As previously announced, we have chosen to conduct the FiH study in the Netherlands where we both have a very competent partner in QPS and a regulatory process that is considerably faster than the one in e.g. Sweden, without, for that reason, any increased risk for the male healthy volunteers.
Rabeximod and RA
The preparation of the last few months
In the case of Rabeximod and the Phase 2b study in patients with rheumatoid arthritis (RA), we, together with experts from two clinical research organizations, CROs, have signed an agreement with a very knowledgeable and well-known Clinical Advisor who has supported us in the preparation of an IMPD (Investigational Medical Product Dossier), an IB (” Investigator’s Brochure) and the upcoming Phase 2b study protocol.

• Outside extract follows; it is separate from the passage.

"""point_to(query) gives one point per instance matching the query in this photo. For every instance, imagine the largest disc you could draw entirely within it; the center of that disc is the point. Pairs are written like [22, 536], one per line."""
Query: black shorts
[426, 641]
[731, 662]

In addition to the work with regulatory documents, we have also planned for how and where the study will be carried out “in practice”, how we can guarantee the substance’s durability, a 24-week toxicology study in two animal species and which company should fill capsules with Rabeximod under GMP (Good Manufacturing Practice). We will report back as soon as possible with a more detailed activity and time plan regarding Rabeximod’s development, and with more details about the candidate’s development in the next newsletter.
The company’s development
As Cyxone’s projects now have entered into the clinical development phase, we have faced an increased interest in our projects from pharmaceutical companies and investors. We are currently meeting old and new stakeholders who have indicated an interest in Cyxone’s technology and are updating them with our latest results and plans. Many biotech companies at an early stage have very optimistic plans for how to drive the development. At Cyxone, we have instead chosen to keep a low profile while preparing for our clinical studies and now, when we enter into the clinical phase, we can finally begin to talk about what is happening and what is planned in the respective studies.
With both T20K and Rabeximod now in clinical development, we are also strengthening the expertise within Cyxone, increasing our presence at scientific conferences and around potential buyers, as well as increased our ambitions, with the goal of becoming a successful development company for novel therapeutics in autoimmune diseases.